I wouldn't mind the long wait but my total data for the current project is around 2GB shp files, that would mean 15,000 days or 40 years just for processing the files. I don't think users would understand that delay. :D

EDIT:

Looking at the shp files I realized they include an attribute entry "DN". Not sure what that's about, but it turns out 30-40% of the polygons in the shp file are tiny rectangles (single pixels from the rasterize conversion I made to create those shp files from aerial imagery) with DN values of 64, 128 or 191. I tried using "DN;255" as an option in the scenproc importOGR command. That actually seemed to help, but eventually scenproc crashed importing the file using that addition.
For a test I removed the polys with DN<255 to decrease shp size by some 30-40%, but of course import time is still around 1min/100kb.
 
Last edited:
Hi Thorsten,

Is it the import step that you feel is slow or is it the total script? In the last case it would help to know which steps you have in your script.

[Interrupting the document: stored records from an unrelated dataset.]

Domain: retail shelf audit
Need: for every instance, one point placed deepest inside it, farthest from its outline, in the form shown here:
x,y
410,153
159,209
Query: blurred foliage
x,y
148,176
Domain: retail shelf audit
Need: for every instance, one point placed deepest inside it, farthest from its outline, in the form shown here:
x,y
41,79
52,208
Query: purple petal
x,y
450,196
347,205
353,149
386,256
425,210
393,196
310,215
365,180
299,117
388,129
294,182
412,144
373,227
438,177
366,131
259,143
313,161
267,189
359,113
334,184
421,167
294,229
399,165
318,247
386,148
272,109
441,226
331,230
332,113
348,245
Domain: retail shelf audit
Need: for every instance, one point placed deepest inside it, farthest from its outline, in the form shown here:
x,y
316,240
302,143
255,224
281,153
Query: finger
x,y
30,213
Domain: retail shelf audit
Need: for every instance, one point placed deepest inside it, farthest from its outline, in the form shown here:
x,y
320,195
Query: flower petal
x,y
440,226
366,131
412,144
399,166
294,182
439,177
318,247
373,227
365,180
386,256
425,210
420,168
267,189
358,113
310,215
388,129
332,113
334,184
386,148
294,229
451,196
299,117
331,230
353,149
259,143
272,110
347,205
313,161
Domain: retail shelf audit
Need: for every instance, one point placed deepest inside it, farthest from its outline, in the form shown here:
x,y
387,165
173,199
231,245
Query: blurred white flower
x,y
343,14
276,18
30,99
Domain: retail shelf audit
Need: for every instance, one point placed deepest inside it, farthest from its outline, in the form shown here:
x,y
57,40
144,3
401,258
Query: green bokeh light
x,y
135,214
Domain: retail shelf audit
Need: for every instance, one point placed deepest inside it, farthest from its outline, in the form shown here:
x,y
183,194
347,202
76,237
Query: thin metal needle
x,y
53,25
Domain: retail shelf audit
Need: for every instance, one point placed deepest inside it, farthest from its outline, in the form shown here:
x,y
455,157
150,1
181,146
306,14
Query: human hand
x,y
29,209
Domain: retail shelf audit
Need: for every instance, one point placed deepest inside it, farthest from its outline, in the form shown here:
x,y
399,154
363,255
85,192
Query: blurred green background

The import SHP sounds a bit slow on your side, I'm often testing with bigger files than 1 MB and they are not taking ages. I would have to check on my PC how big they really are.

But having said that, 2 GB of SHP data is a lot in general. I mean if grab all OSM buildings from the Netherlands that's less than 2 GB I think.
 
Hi Thorsten,

Just did a quick test here. A 493 MB SHP file did load in 194 seconds. But I think the performance is more determined by the amount of features than by the disk space. My file contained 2993429 features. So that's around 2.5 MB/sec and circa 15000 features per second.

How many features does your file have?

If you have a lot of features with holes in them loading will be slower. You can see what happens with add the DONTPROCESSHOLES option.
 
It's the importogr step. To improve processing performance I removed those tiny polys and used the simplify feature in QGIS, I thought this might help. The php files lost 30% because of the first step, another 10-20% from the second. scenproc still works for more than 6 hours already trying to import a 13MB file.

EDIT:

Wow, that's a big difference to what I get here. 6 hours for 13MB is quite different from your numbers.
I won't be able to work on those files for 1 week now but I'll do some more tests (don't process polyholes) after I get back.
 
Else can you send me one file to test here?